G-d prepares to reveal Himself to the Jews at Mount Sinai.
G-d said to [Moses], “Go to the people [and instruct them in preparation for the Revelation].”
G-d wanted to give the Ten Commandments. Moses was standing [atop Mount Sinai]. G-d said, “[If I say], ‘I am the L-rd your G-d,’ [the Jewish People] will say, ‘Who said it – G-d or Moses?’ Rather, let Moses descend, and then I shall say, ‘I am the L-rd your G-d.’” So G-d said to Moses, “Go to the people [and instruct them]…”
[G-d’s message to the people was a pretext; G-d hoped that Moses] would realize that He wants him to leave…. He did not want to tell [Moses] explicitly to leave, because He did not want to hurt his feelings.
[Commentary of Maharzu on Midrash]
- Why would Moses be insulted if G-d told him to leave? He had done nothing wrong! G-d simply wanted to make it clear that He was uttering the commandments, and not Moses. Couldn’t G-d have explained to him this simple rationale?

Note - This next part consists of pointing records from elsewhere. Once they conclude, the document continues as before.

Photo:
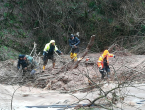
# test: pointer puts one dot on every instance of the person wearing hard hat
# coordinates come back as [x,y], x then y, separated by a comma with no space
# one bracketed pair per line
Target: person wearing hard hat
[103,63]
[74,42]
[27,62]
[48,53]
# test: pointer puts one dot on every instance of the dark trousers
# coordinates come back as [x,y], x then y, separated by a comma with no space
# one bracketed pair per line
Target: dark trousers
[46,57]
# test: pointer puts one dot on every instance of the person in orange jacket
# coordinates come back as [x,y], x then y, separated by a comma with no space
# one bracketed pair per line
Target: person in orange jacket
[103,63]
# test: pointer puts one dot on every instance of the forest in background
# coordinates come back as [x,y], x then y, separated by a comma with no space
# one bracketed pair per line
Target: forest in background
[24,22]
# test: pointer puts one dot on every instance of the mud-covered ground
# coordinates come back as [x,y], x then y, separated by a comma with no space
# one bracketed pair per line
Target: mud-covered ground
[69,86]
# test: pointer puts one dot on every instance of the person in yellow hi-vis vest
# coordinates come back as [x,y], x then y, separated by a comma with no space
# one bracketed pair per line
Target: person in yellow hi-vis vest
[48,53]
[103,63]
[74,42]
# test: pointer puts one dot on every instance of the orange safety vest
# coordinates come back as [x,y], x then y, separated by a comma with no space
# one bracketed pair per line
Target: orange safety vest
[101,58]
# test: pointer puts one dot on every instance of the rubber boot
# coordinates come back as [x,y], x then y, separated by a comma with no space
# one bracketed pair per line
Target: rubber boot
[43,67]
[53,65]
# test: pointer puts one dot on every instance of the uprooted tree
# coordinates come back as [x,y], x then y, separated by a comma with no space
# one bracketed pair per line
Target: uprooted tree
[75,79]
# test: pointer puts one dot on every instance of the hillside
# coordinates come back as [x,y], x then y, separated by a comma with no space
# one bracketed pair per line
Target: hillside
[62,86]
[24,22]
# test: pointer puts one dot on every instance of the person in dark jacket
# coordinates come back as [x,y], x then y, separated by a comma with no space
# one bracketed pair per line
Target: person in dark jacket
[48,53]
[74,42]
[27,63]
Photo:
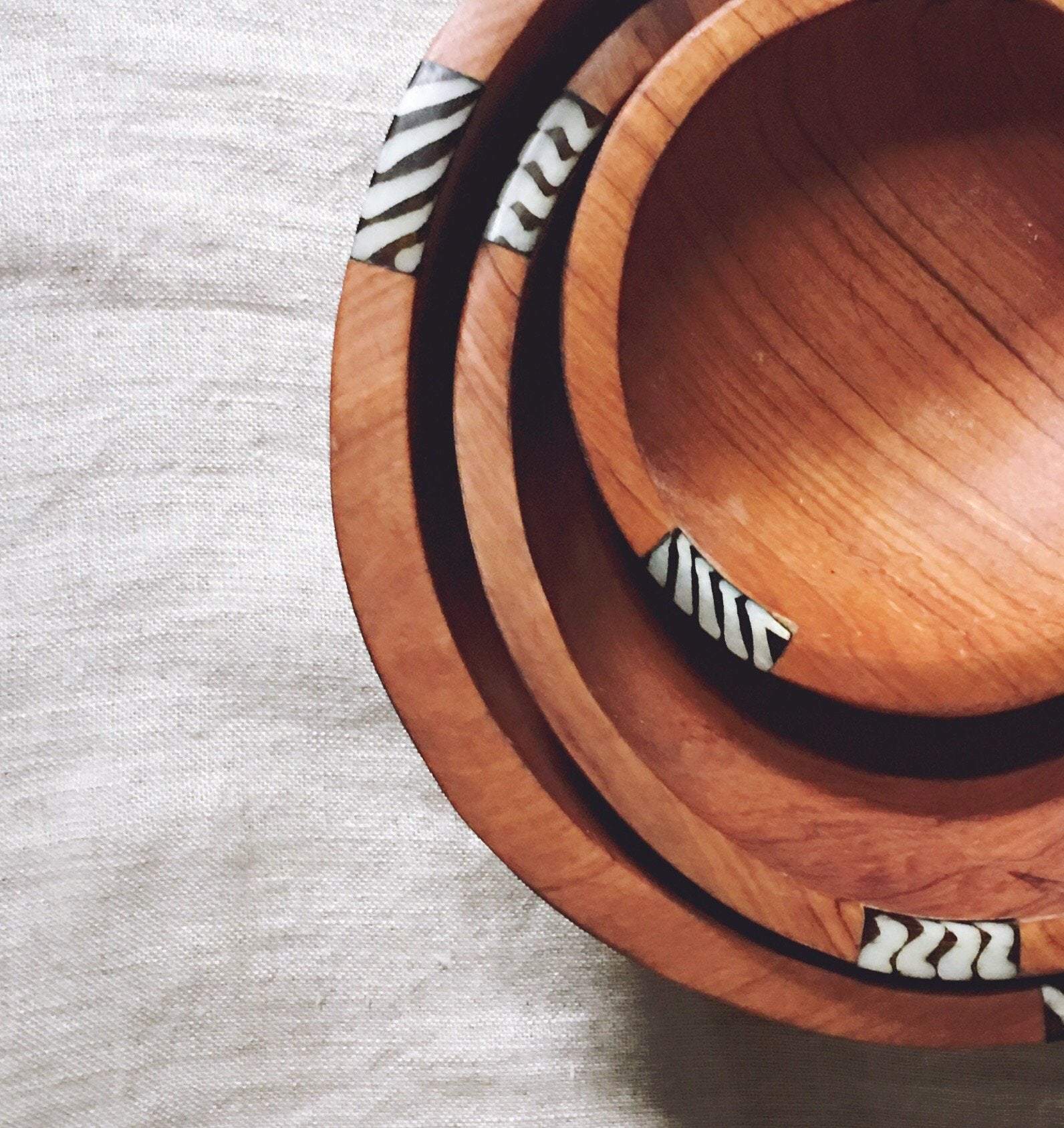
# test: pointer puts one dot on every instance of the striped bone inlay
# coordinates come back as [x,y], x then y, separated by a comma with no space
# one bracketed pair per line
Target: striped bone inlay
[420,146]
[719,608]
[1053,1006]
[952,951]
[546,162]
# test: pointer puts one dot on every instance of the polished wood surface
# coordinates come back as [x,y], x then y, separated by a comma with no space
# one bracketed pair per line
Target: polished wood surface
[484,739]
[839,362]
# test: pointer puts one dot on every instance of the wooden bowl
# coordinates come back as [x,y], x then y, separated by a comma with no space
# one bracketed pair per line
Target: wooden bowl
[812,330]
[712,776]
[469,711]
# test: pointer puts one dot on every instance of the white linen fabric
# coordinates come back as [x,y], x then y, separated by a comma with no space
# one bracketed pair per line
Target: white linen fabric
[230,893]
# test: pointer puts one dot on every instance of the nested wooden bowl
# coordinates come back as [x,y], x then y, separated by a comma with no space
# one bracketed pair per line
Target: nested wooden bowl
[813,326]
[407,562]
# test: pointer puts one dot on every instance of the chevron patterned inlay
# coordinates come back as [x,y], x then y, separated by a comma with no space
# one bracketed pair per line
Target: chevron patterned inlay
[720,609]
[420,144]
[548,158]
[955,951]
[1053,1005]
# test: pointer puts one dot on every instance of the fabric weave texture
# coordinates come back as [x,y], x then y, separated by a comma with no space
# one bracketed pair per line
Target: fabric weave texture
[230,891]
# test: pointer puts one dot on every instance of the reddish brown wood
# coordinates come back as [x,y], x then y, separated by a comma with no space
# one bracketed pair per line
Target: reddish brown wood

The words “You do not belong here” have an inherently hurtful connotation. Instead, G-d implied it, without actually saying it. Human beings are sensitive to nuances of speech, even when there is no logical difference in the meaning.

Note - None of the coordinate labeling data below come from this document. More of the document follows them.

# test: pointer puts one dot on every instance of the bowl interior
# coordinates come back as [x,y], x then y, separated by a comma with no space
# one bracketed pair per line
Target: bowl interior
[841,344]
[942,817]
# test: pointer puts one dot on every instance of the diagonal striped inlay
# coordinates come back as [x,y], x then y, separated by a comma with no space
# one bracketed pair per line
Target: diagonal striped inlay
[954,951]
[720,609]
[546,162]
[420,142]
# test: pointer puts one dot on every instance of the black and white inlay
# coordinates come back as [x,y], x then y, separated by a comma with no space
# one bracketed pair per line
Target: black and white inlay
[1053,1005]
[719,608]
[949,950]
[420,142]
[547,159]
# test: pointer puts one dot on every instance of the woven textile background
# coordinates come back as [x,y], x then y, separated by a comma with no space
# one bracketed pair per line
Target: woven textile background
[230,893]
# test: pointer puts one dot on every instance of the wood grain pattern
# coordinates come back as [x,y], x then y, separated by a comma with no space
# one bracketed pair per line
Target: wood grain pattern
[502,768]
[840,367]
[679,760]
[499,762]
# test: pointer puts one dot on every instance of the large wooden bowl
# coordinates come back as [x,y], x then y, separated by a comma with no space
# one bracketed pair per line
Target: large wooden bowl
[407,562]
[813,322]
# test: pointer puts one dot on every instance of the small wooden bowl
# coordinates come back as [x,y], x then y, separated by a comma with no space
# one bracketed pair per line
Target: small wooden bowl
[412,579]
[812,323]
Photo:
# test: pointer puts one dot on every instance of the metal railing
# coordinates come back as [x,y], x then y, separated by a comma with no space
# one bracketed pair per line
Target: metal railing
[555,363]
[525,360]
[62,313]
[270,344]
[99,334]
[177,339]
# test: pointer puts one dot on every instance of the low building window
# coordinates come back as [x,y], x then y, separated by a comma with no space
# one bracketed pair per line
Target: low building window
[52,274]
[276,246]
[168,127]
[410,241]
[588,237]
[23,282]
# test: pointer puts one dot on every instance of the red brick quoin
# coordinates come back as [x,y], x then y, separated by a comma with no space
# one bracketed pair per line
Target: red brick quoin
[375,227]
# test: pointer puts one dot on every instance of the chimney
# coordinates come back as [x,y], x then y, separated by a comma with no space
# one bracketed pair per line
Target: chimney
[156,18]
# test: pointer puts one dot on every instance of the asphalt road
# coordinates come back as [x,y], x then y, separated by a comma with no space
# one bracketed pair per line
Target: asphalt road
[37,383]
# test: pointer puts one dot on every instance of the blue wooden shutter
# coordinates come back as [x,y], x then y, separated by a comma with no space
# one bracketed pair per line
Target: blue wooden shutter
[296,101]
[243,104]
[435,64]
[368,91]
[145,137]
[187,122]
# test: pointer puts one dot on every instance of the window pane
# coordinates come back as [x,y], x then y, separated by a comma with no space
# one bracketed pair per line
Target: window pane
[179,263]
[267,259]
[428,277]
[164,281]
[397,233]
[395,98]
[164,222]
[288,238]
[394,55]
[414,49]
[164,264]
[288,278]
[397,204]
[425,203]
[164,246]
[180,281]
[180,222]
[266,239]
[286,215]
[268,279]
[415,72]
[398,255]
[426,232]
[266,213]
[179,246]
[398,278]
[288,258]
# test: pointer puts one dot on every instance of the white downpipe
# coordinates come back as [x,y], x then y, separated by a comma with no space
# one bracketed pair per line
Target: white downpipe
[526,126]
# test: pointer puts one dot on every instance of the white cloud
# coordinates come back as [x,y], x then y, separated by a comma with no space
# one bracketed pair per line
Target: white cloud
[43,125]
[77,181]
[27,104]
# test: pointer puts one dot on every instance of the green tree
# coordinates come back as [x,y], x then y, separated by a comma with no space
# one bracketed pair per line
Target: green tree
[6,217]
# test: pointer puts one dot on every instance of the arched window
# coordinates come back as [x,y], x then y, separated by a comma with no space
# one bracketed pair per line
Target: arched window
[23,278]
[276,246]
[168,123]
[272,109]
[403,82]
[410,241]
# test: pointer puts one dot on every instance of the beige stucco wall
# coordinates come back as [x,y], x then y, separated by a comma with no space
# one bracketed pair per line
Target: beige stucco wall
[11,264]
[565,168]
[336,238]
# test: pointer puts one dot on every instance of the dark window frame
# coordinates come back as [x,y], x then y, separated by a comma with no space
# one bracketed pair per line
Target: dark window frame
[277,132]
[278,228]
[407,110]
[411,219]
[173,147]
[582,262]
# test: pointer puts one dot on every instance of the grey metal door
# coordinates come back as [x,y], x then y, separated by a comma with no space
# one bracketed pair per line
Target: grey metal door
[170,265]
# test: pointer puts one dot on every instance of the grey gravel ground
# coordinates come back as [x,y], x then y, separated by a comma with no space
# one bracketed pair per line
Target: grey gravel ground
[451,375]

Sensitivity is not a sign of weakness; it is one of the essential qualities of being human. Moses, the greatest prophet of all time, was incomparably rational; he was also “the humblest of all men.” Yet even Moses could be affected by the choice of words, and G-d devised a strategy to avoid slighting him. We, too, must invest effort to ensure that our speech is always refined, sensitive and tactful.